Outras personalidades que rodeiam o cenário são citadas e entrevistadas. Por exemplo, o dono do principal estúdio de música de Salvador, a WR Estúdios, Wesley Rangel, morto em janeiro de 2016, que foi responsável por gravar a maiorias dos grandes artistas baianos e lançá-los para todo o país. Então, compositores, donos de trio elétricos, técnicos de estúdio tiveram oportunidade de falar sobre os artistas citados e mostrados, sobre o mercado e sobre a cultura do Axé.

Porém, sente-se falta dos outros músicos que acompanharam inúmeros artistas como Xandy, Márcio Vitor e Netinho, por exemplo. Os músicos que conseguem ficar várias e várias horas em cima de um trio elétrico, tocando quase que sem parar, embaixo de sol, pouco espaço tiveram neste documentário. Claro que em uma história ricamente realizada por uma multidão de artistas acaba se precisando priorizar alguns em detrimentos de outros. Pode ser por isso que os músicos das bandas não tiveram espaço, mas mesmo algumas estrelas do gênero musical não receberam o espaço que merecem ao longo do documentário. Uma delas, por exemplo, é Margareth Menezes.

Como um documentário que se preze, este é recheado de imagens pessoais, desde fotos até filmes em películas de apresentações de blocos e trios elétricos durante os carnavais de Salvador. Sons de gravações originais são mostrados e deixam claro como mesmo sendo de forma muito simples, os artistas puderam ter seu trabalho levado às multidões.
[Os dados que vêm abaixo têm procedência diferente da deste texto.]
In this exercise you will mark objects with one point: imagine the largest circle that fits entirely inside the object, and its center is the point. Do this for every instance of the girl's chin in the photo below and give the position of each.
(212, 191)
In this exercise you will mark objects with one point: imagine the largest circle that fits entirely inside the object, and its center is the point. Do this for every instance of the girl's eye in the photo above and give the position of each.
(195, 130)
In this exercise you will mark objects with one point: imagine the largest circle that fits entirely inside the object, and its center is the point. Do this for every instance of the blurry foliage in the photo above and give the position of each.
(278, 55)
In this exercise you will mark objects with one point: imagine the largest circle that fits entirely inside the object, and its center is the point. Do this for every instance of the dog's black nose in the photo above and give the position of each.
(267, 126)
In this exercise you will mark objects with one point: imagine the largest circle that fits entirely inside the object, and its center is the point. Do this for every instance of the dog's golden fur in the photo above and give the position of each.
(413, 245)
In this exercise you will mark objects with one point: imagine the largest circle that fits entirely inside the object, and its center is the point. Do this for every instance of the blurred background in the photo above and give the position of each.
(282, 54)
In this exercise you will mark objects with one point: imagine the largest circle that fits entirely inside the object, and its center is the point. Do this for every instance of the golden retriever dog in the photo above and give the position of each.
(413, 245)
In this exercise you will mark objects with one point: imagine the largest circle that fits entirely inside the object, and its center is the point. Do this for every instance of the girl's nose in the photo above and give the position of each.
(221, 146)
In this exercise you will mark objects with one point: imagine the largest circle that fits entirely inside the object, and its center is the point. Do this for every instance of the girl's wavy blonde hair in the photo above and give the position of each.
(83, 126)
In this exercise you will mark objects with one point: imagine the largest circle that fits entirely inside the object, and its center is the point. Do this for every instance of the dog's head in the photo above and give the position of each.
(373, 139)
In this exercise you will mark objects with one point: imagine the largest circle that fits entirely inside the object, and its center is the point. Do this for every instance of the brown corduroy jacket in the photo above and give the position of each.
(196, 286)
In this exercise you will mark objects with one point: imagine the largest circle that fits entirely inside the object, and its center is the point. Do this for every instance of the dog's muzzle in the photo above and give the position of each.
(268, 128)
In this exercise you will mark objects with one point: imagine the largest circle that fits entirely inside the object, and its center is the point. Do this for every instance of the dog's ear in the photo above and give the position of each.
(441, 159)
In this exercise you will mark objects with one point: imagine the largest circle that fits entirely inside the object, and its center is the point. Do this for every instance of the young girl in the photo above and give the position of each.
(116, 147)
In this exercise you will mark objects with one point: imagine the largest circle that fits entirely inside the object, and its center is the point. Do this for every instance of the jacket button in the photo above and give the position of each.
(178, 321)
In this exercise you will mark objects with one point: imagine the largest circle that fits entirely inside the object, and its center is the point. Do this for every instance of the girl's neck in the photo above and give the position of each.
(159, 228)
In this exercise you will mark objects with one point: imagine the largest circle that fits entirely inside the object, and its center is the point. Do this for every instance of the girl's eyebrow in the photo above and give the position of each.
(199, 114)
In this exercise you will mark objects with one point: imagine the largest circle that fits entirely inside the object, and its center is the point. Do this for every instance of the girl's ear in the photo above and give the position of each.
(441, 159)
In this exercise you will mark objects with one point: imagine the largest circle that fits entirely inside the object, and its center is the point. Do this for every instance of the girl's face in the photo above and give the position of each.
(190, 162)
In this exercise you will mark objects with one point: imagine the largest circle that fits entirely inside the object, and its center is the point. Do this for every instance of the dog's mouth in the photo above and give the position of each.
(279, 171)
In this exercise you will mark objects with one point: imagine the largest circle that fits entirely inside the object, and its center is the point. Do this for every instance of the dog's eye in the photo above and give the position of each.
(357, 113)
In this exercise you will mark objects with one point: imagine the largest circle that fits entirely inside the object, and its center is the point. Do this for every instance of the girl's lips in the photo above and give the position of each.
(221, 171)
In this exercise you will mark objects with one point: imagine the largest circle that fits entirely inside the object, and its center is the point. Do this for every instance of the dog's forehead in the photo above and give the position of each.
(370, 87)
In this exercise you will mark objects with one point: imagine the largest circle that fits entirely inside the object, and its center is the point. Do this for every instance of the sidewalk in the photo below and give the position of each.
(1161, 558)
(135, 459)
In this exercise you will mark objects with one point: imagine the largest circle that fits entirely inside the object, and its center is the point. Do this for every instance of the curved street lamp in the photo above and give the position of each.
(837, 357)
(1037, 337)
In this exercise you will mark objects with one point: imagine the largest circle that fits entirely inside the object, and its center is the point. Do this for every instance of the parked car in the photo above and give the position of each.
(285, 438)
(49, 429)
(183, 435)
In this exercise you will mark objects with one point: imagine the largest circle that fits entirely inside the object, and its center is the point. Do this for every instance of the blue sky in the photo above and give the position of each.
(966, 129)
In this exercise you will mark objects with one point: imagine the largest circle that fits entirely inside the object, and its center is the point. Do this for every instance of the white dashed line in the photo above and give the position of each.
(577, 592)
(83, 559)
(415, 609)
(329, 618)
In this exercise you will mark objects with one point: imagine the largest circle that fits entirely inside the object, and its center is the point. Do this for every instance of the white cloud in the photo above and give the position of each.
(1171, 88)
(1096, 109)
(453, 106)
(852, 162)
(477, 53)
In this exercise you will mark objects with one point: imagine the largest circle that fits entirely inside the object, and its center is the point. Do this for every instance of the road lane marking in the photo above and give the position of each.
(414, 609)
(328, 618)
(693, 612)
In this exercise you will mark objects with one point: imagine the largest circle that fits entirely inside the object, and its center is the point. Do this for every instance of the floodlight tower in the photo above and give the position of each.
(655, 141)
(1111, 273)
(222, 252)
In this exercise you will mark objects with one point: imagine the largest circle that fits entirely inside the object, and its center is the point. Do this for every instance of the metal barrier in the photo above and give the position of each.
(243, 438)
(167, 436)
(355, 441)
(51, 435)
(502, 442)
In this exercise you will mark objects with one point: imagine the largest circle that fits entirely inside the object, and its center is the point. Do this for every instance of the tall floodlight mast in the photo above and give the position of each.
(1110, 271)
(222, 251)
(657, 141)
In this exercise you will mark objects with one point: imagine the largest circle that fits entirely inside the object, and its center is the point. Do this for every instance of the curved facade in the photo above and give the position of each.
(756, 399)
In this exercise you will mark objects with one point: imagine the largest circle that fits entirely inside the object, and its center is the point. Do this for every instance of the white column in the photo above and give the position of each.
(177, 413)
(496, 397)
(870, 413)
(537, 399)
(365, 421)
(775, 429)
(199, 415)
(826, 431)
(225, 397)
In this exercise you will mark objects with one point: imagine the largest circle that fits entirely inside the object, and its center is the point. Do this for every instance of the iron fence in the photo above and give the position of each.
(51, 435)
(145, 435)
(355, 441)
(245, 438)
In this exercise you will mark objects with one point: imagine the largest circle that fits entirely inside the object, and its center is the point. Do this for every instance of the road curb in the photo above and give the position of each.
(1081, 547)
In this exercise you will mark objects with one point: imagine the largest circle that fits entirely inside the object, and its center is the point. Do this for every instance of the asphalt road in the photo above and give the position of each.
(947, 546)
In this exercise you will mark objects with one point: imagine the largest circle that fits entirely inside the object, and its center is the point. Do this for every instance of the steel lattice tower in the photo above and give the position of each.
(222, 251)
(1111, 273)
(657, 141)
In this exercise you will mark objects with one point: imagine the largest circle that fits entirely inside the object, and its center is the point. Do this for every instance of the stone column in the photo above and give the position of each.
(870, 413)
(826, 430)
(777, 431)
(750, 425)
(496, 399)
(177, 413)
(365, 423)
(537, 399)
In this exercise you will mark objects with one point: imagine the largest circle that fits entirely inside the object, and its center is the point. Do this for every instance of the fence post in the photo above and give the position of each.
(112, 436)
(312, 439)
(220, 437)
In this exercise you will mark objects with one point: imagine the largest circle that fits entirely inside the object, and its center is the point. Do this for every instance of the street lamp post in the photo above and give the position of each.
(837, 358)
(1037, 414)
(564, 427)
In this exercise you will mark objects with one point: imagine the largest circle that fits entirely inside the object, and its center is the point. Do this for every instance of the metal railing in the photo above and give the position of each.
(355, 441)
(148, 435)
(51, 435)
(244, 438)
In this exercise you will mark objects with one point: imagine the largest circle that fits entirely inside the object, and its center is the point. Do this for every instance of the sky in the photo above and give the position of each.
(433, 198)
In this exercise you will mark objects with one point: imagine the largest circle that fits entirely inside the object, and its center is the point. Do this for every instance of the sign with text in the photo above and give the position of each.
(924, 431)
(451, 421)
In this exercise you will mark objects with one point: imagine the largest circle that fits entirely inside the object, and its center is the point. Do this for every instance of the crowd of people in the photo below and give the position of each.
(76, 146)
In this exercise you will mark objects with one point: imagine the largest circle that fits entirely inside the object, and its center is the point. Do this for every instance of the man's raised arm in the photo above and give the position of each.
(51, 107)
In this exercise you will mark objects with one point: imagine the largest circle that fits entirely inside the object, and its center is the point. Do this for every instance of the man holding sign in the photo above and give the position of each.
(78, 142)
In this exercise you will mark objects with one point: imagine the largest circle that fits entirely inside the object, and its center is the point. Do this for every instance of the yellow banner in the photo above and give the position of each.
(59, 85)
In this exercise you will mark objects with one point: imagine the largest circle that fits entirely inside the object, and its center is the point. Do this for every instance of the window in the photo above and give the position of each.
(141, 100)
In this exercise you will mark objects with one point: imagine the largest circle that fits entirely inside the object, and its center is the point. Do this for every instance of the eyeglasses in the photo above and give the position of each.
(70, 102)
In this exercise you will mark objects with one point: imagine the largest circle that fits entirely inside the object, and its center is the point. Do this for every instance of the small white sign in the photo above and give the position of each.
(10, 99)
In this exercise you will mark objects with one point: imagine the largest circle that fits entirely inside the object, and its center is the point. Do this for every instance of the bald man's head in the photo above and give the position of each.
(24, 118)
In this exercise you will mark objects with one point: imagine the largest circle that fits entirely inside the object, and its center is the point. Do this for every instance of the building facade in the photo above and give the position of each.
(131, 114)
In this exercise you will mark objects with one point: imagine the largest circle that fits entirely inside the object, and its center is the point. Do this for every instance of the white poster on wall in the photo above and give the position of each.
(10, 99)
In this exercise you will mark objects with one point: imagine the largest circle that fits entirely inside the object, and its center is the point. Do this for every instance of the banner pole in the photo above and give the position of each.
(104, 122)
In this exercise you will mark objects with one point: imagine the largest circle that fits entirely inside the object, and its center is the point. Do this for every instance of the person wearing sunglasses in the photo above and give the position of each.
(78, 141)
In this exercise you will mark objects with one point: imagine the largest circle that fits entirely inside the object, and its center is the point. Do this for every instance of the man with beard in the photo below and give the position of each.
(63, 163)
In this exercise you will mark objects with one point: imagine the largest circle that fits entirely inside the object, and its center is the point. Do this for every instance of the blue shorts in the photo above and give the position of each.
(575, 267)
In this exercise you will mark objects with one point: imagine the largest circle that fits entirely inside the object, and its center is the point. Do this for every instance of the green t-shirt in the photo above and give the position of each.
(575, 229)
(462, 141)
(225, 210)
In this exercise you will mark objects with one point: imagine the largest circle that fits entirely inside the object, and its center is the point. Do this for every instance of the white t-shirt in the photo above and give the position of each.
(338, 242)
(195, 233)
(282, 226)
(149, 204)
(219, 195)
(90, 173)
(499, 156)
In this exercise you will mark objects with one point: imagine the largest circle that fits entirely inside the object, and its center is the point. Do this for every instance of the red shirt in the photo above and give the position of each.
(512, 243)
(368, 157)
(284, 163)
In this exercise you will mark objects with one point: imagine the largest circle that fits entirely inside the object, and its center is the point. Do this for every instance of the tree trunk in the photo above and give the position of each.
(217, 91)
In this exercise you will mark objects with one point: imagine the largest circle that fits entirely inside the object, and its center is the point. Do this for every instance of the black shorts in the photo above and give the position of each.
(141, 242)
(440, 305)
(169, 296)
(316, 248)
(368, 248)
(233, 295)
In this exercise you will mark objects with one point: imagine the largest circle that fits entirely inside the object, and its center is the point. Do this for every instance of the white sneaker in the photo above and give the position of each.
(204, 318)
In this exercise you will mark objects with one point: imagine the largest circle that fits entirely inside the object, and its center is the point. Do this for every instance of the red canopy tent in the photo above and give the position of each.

Imagens de filmes pessoais, de entrevistas, de antigos carnavais, de apresentações e de matérias veiculadas nas televisões baianas. Fotografias também pessoais, de divulgação de trabalho, de capas de LPs e entre outras são exibidas por meio da montagem de Denis Ferreira.

Quando se cita um disco, a capa é revelada; cenas de primeiras apresentações de artistas como Daniela Mercury e do grupo afro Olodum são postos na tela para que o espectador possa conhecer e identificar quem e do que se está falando. Esta forma até deixa Axé – Canto do Povo de Um Lugar um pouco didático demais, mas nada que comprometa o longa.

A história do Axé Music é tão rica de personalidades e de histórias que se precisará visitar várias vezes este tema para poder, um dia, quem sabe, se ter a dimensão certa desse fenômeno musical genuinamente brasileiro.